Do you ever reflect on your life – the past and the present – wishing if only you could freeze time?
A friend of ours recently passed away. He was 47, a year younger than I am right now. My heart wrenches for his wife and his two young daughters. I immediately thought of the missed proms, the missed graduations, the missed walks down the aisle.
Gone too soon, there is no salve equal to that grief.
But more than anything, I can’t help but think about that year. I thought about what he would miss in that year that separates the life I’ve gotten to see, and the life he was denied.

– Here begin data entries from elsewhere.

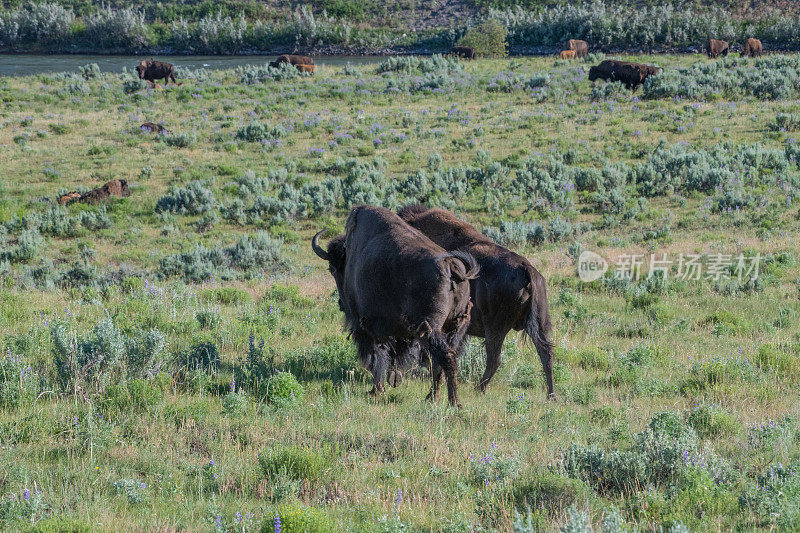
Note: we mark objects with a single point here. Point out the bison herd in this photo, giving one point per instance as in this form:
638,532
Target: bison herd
414,284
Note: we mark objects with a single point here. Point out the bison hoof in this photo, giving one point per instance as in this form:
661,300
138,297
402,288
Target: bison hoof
395,378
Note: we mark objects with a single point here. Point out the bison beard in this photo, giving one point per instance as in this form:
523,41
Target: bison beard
399,287
508,294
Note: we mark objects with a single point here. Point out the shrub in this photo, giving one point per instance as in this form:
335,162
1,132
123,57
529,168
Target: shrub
487,38
116,29
282,389
193,199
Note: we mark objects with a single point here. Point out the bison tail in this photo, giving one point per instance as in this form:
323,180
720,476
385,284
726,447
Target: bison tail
470,264
538,327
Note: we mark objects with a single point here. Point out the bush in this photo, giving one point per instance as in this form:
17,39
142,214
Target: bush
282,389
117,29
194,199
488,39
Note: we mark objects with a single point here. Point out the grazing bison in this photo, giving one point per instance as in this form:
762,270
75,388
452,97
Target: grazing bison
716,48
70,197
152,127
111,188
401,354
509,293
753,47
581,48
151,71
397,285
464,52
630,74
295,60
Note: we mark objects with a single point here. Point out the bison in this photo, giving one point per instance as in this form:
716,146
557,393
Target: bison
464,52
398,286
401,354
152,127
509,292
295,60
151,71
109,189
716,48
753,48
581,48
630,74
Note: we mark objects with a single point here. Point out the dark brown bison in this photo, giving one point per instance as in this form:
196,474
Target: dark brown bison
581,47
112,188
68,198
753,48
295,60
401,354
151,71
152,127
509,293
464,52
632,75
716,48
396,286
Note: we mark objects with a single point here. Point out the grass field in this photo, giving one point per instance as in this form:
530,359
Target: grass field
175,360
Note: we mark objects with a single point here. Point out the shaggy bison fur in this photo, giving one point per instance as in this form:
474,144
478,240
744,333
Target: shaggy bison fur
581,48
716,48
464,52
152,127
112,188
399,287
508,294
151,71
632,75
753,48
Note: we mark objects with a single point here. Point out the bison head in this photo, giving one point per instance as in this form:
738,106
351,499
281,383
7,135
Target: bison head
335,256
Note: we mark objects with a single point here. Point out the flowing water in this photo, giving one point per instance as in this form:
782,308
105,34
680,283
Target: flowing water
25,64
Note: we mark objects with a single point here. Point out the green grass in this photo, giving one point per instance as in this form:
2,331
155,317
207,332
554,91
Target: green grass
175,449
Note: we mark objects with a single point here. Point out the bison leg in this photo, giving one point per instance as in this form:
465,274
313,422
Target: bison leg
494,348
443,356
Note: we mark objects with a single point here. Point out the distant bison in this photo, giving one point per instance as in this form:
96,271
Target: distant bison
632,75
151,71
65,199
152,127
297,61
464,52
112,188
717,48
581,48
753,47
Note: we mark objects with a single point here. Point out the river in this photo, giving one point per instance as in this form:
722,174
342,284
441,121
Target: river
25,64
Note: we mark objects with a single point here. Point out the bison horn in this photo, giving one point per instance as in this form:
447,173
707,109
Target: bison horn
317,248
469,263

Life for me has sped up this past year to an almost unfathomable clip. I knew it would be temporary, all part of the launch of a bestselling book and a massive shift in career focus into full time speaking. They say you get out what you put in, and I knew I had to put in my all.
But over the past 24 hours, my heart has shifted from the Made-for-Hollywood montage of tear-jerking future mirages to those tiny, almost insignificant, easy to miss bits of daily beauty. I thought about watching my younger son — from ten feet back, because I’m not even trying to pretend that I’m the Cool Mom — march in four-inch iridescent platforms, arms locked with friends, down the entirety of Boston’s five-mile Pride Parade, feeling every bit happy and home with who he is. I thought about when I turned back — you should never turn back — to see my elder son sitting on the tent platform at camp, looking out on the lake and beaming a smile that could like a thousand planets, knowing he was in his happy place. I’ve heard an echo in my head every “I love you, Mom.” I’ve felt the rumble of the tumbling hooves down the stairs as the aroma of dinner broke the airspace of the second floor. I’ve seen a rotating carousel of every sly smile, every shared inside joke, every silly noodle slurping picture, every mutual eye roll.

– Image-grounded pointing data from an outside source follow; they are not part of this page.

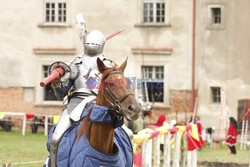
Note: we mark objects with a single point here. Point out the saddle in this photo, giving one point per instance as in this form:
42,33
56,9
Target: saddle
74,153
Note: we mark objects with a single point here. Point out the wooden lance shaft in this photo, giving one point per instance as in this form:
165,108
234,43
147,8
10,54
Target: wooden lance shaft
54,75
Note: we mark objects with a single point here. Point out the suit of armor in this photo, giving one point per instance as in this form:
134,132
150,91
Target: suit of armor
74,85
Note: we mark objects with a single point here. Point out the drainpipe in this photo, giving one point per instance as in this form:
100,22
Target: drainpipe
193,56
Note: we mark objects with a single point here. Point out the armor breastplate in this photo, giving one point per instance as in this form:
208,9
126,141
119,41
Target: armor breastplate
87,68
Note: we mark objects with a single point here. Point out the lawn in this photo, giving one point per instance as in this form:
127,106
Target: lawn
222,154
17,148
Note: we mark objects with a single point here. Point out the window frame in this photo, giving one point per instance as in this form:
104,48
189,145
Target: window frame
46,23
216,17
210,19
215,94
153,73
165,23
154,13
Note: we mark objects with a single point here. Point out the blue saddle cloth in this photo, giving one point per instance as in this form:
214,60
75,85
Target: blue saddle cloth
79,153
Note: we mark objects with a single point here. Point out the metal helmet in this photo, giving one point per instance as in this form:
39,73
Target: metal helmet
93,43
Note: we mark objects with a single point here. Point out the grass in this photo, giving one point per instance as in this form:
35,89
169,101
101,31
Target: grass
222,154
17,148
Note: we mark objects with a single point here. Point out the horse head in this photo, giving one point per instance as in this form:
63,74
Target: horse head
115,93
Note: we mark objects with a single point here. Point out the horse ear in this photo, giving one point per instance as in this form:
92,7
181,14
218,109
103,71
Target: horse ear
101,66
123,66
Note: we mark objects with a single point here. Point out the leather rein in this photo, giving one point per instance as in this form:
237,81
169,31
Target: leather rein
116,101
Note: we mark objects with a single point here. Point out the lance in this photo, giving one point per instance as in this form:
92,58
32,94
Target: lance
54,75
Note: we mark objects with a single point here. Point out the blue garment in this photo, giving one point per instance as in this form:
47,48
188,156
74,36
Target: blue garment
74,153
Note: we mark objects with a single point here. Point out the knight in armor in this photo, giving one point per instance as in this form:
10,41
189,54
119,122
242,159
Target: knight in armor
74,82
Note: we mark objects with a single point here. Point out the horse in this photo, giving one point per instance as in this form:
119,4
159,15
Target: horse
99,139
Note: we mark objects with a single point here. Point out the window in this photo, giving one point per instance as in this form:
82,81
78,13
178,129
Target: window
216,94
55,11
153,11
48,94
216,15
154,76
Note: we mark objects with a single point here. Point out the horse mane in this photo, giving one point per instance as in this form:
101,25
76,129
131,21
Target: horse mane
86,123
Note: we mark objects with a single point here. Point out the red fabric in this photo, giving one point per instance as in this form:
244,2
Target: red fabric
192,144
173,130
29,116
199,127
231,135
155,134
161,120
138,159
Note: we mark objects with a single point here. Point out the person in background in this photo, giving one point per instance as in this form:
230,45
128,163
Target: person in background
231,139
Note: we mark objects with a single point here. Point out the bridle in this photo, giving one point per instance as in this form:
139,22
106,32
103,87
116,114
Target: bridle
116,109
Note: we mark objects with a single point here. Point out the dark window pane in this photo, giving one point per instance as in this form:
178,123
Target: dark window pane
47,5
155,91
216,15
216,94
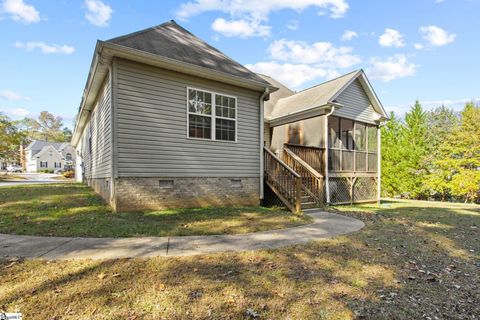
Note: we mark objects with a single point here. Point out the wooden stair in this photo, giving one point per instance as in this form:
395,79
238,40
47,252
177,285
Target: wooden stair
293,181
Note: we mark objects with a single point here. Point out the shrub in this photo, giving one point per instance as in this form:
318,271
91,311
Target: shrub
69,174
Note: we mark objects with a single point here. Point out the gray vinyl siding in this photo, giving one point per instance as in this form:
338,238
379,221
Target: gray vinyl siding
357,106
98,163
151,121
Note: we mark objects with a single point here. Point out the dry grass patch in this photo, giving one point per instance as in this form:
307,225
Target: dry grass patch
70,209
397,267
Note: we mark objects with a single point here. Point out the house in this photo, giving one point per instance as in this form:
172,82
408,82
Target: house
49,156
166,120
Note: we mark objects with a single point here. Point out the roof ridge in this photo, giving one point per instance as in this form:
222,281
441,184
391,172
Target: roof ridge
215,49
174,23
320,84
128,35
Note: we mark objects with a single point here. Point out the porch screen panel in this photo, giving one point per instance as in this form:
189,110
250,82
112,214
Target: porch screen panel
347,160
360,147
372,141
334,160
346,127
334,132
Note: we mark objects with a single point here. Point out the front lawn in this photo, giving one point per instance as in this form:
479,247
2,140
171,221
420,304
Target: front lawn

I’ve often wondered, during this past year — and really every day in identity-shaking waves of doubt since these kids were born — if I was present enough, smart enough, perfect enough. And, here’s where I am right now: I’m not. And that’s okay.
I can’t freeze time, but as long as I’m still noticing and reveling in these little gifts that fall like random sunshowers into our daily monotony, I’m exactly where I should be.